Originally posted on TabbForum

Last week the Senate finally agreed to allow S.3217, the “Restoring American Financial Stability Act of 2010,” to be debated openly on the floor of the Senate.  Since overcoming that procedural hurdle, progress has been relatively swift and the bill is expected to be passed by the Senate before Memorial Day.  Following a pow-wow with the House it’s looking increasingly likely that the President will sign a Financial Reform Bill before summer’s end.

Some details are still left to be debated and some amendments hopefully still to die (I’m referring to the swap-desk spin-off proposal), but thankfully the Hill is soon to be removed from the Street.  Unfortunately, we’re only on the first leg of the reform race.

According to Capital Alpha, a DC policy research firm, the bill as it stands today contains more than 60 mandates for new regulations.  This means that after the bill is made law the CFTC and the SEC will need to start drafting regulations.  All of those details left out of the bill – specifics on capital requirements, which products are standard, etc. – will now need to be written and (endlessly) debated.  That means rule proposals, comment letters and continued discussion and lobbying.  If we’re past the 7th inning stretch for legislation, we’re still in the 3rd inning for overall financial reform.

This isn’t a cynical view, just a realistic one.  Passed legislation will certainly allow major (and minor) market participants to begin reshaping their strategy to fit within the new world, but until specifics are in place regarding capital, substantial net positions and what must be centrally cleared, the industry will remain in regulatory limbo.

Furthermore, actual implementation of many of those new regulations will likely take a year or more, as the market must be given time to make changes and prepare.  That puts us squarely into 2012 – the new OTC derivative market will be in full swing right as London lights the Olympic torch.
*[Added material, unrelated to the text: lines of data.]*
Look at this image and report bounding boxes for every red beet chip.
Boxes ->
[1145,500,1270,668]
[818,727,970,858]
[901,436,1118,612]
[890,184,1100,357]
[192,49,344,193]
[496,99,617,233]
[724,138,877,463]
I’m looking forward to a market rally when the bill is passed as well as a diminished need to watch C-SPAN.  Additionally, the regulators are the ones who live and breathe these markets along with the traders and investors, so presumably debate will be considerably more informed than some of the things we’ve heard from the Hill.  But we’re still not out of the water in the legislation-regulation-implementation triathlon.  Completing the swim is an accomplishment, but finishing the race is what matters.